La "Chiesa dal volto amazzonico" sta per fare la sua comparsa nella storia. E i conservatori, soprattutto in seguito alla pubblicazione dell' Instrumentum Laboris, che è stato perfino definito "eretico" dal cardinal Brandmueller, non sembrano disposti a mollare neppure un centimetro sul piano dottrinale. L'assemblea sinodale rischia così di raccontare una sorta di derby tra chi, nella Chiesa cattolica, ha una visione conservatrice e chi, all'interno dello stesso consesso, promuove una "Chiesa in uscita", specie tra i sudamericani. Ma non è l'unico ambito di cui si sta discutendo.

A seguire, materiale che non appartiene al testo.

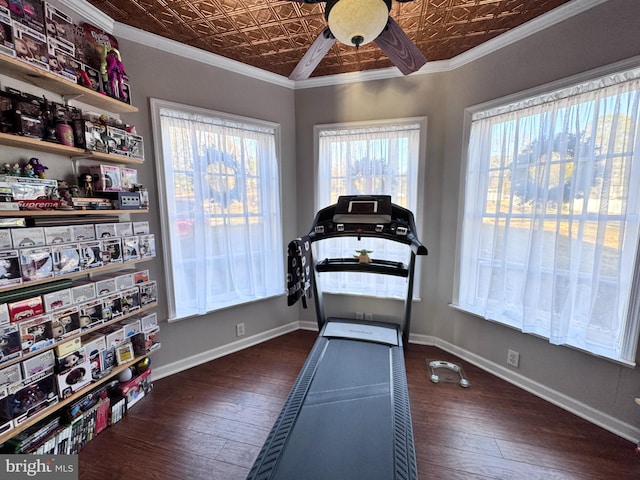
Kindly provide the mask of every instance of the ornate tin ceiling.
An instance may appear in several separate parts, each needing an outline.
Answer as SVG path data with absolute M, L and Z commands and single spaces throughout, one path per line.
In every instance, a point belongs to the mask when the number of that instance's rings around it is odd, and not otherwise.
M 429 61 L 451 59 L 570 0 L 393 0 L 390 16 Z M 326 3 L 290 0 L 89 0 L 113 20 L 288 76 L 326 27 Z M 393 64 L 371 42 L 339 42 L 312 77 Z

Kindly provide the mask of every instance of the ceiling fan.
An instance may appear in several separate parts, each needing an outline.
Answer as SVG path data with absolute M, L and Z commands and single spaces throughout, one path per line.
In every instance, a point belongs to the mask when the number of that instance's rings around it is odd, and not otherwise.
M 340 41 L 358 48 L 371 41 L 404 74 L 419 70 L 427 59 L 400 25 L 389 16 L 391 0 L 291 0 L 300 3 L 327 2 L 328 26 L 318 35 L 289 75 L 290 80 L 304 80 L 318 66 L 331 47 Z M 396 0 L 407 2 L 411 0 Z

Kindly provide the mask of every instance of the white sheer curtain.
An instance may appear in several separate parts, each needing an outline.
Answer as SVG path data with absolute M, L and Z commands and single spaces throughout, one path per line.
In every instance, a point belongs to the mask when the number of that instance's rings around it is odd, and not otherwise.
M 472 121 L 457 304 L 633 363 L 640 71 Z
M 172 316 L 282 294 L 275 127 L 173 108 L 159 117 Z
M 340 195 L 382 194 L 415 213 L 422 124 L 395 120 L 384 125 L 319 126 L 317 207 L 334 204 Z M 317 245 L 316 257 L 349 258 L 356 250 L 373 258 L 408 263 L 409 250 L 373 238 L 336 238 Z M 387 275 L 323 273 L 323 291 L 404 298 L 406 280 Z M 415 288 L 414 291 L 419 291 Z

I tre ecclesiastici sudamericani citati in precedenza, e cioè Maradiaga, Pineda e Parra, erano già balzati agli onori delle cronache nei mesi precedenti. Non in relazione al Sinodo, che è una vicenda a sè stante, ma in funzione di una serie di circostanze, che sono state elencate in un articolo odierno de La Verità. Mons. Pineda, come si legge anche sulla Sir, si è dimesso nell'estate del 2018. Essendo stato incaricato a Tegucicalpa, dove c'è la diocesi di cui Oscar Maradiaga è titolare, quel vescovo è stato spesso accociato al cardinale, che presiede ancora il C9, cioè il consiglio ristretto dei cardinali che sta lavorando alla riforma della Curia romana. Come avevamo già messo in evidenza, le accuse per cui mons. Pineda si è fatto da parte sono relative a "comportamenti inappropriati". Si potrebbe trattare di accuse per abusi sessuali.

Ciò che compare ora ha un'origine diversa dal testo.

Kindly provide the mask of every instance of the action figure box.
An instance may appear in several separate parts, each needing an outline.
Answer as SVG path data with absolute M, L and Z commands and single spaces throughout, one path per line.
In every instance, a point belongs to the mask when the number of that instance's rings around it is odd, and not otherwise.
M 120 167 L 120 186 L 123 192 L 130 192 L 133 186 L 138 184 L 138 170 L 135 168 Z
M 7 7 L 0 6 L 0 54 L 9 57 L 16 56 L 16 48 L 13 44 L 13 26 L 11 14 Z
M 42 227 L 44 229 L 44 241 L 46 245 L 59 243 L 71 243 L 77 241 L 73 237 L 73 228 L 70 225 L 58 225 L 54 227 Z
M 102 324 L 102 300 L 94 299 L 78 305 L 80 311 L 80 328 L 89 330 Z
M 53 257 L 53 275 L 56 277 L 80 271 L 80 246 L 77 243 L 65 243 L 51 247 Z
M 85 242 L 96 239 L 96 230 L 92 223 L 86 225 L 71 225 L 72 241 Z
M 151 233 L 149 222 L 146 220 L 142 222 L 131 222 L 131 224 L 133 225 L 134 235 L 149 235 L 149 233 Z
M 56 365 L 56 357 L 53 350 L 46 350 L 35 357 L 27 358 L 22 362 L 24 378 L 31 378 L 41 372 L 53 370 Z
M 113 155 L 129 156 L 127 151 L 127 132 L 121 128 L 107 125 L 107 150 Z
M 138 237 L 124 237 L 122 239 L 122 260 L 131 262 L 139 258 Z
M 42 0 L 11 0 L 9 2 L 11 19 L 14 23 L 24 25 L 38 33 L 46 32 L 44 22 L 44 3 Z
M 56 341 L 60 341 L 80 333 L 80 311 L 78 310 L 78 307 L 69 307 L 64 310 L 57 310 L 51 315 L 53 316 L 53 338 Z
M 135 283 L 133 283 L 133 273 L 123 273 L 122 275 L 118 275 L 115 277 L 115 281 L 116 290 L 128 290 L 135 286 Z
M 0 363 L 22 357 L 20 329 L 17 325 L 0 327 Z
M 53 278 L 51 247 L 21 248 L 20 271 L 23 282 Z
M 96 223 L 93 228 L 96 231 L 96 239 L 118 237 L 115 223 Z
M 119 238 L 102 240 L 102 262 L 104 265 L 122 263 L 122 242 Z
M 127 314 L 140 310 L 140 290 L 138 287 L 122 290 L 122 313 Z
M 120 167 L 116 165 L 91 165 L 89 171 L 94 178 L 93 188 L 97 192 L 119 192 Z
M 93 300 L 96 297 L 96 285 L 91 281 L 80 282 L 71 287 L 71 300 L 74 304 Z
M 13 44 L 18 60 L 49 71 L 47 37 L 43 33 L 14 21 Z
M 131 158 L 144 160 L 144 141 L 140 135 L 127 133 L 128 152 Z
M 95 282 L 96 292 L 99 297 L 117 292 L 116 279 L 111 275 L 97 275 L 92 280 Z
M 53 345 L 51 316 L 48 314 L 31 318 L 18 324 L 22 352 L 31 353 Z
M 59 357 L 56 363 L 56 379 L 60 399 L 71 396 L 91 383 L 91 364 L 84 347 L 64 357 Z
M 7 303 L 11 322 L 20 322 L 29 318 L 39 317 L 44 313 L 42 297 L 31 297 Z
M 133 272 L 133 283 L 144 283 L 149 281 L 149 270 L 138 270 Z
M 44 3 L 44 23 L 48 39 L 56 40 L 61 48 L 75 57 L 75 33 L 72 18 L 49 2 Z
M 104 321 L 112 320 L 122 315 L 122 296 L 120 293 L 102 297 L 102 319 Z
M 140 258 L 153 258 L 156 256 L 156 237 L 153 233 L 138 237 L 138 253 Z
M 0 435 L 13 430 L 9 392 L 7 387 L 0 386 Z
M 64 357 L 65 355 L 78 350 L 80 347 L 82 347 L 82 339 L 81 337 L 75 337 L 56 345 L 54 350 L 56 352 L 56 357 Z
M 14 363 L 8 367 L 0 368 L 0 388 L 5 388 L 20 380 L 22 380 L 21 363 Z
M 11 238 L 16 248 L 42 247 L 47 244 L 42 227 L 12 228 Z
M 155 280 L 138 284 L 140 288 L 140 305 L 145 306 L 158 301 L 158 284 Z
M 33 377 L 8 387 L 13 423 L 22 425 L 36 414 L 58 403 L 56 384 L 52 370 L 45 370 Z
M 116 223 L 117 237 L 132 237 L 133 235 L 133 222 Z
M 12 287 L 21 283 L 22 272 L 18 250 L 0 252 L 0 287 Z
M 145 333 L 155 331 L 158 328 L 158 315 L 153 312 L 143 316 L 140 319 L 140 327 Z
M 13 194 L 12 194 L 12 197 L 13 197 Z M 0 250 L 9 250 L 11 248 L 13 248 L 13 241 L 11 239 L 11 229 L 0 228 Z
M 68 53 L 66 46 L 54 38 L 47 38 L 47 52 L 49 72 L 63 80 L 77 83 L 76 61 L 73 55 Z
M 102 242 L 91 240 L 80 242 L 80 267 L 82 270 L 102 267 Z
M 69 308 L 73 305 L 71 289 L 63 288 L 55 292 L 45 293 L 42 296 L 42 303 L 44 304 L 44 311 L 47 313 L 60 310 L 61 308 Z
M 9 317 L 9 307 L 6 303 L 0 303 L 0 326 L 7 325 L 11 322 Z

E Oscar Maradiaga? Il porporato che il Santo Padre ha scelto per coordinare il suo disegno riformista è stato tirato in ballo, al termine del 2017, da un'inchiesta de L'Espresso per la ricezione di 35mila euro mensili provenienti dall'Università della capitale dell'Honduras e per alcune accuse "per alcuni investimenti milionari in società londinesi poi scomparse nel nulla". In questo articolo è approfondibile l'intera questione.

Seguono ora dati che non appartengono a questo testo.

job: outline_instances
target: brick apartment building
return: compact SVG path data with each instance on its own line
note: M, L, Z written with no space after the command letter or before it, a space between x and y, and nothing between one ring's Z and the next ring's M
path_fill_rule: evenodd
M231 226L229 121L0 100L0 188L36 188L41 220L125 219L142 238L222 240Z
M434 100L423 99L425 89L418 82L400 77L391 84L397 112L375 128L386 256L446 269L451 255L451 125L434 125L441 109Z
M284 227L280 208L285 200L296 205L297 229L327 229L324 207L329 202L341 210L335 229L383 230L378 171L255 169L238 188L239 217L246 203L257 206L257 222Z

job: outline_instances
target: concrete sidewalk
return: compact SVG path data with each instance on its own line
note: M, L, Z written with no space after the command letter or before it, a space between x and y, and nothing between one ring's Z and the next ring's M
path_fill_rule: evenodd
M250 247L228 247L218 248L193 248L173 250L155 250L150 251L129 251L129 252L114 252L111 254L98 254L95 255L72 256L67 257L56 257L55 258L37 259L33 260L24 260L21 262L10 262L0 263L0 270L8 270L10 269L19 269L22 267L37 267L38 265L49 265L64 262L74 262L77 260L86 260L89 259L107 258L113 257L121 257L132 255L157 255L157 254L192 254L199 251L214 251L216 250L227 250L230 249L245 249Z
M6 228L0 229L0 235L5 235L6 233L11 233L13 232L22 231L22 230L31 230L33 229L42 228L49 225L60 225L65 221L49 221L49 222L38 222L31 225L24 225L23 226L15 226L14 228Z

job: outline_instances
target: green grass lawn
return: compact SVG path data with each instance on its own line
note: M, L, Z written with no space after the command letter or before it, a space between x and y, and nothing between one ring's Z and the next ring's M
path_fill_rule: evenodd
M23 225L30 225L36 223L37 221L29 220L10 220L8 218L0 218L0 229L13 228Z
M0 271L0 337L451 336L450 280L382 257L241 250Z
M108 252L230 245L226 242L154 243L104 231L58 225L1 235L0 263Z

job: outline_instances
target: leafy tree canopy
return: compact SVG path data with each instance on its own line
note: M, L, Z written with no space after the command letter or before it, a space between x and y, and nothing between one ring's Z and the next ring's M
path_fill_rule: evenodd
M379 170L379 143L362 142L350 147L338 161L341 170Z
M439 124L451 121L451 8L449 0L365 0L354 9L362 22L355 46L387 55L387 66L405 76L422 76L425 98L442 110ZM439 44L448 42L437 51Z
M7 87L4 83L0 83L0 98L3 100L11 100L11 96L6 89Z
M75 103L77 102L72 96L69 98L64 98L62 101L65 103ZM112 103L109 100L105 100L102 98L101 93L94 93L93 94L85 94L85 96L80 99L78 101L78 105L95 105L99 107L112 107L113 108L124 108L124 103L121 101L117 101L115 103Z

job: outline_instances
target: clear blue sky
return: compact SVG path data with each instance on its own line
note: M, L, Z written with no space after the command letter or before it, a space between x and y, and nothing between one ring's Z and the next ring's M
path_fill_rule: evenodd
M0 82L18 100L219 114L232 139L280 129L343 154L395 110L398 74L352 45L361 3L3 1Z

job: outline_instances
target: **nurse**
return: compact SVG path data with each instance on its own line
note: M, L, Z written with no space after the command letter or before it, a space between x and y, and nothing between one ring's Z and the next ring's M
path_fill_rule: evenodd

Per quanto riguarda monsignor Parra, invece, vale la pena sottolineare anzitutto come papa Francesco lo abbia scelto per fare da sostituto, quindi da vice, della Segreteria di Stato del Vaticano. Poco dopo la nomina, è emerso un dossier in cui viene raccontato di come il monsignore sarebbe stato espuso da un seminario e di come sempre lo stesso Parra sarebbe stato accostato a "condotte immorali". Mons. Carlo Maria Viganò, l'ex nunxio apostolico negli Stati Uniti che l'estate scorsa ha scosso gli ambienti ecclesiastici e non con il suo memorandum, ha scritto che: "Lui (riferito a Parra, ndr) ha una connessione con l'Honduras, cioè con il cardinale Oscar Maradiaga. Peña Parra dal 2003 al 2007 ha prestato servizio presso la nunziatura di Tegucigalpa in qualità di consigliere". Il cardinal Maradiaga, mons. Parra e mons. Pineda, insomma, farebbero parte degli stessi ambienti ecclesiastici.
La Chiesa dell'America meridionale e gli ecclesiastici sudamericani, insomma, guidano le istituzioni ecclesiastiche verso il futuro, ma gli alti ecclesiastici vicini al vertice del cattolicesimo possono dirsi del tutto estranei al "collasso morale" citato di recente da Benedetto XVI?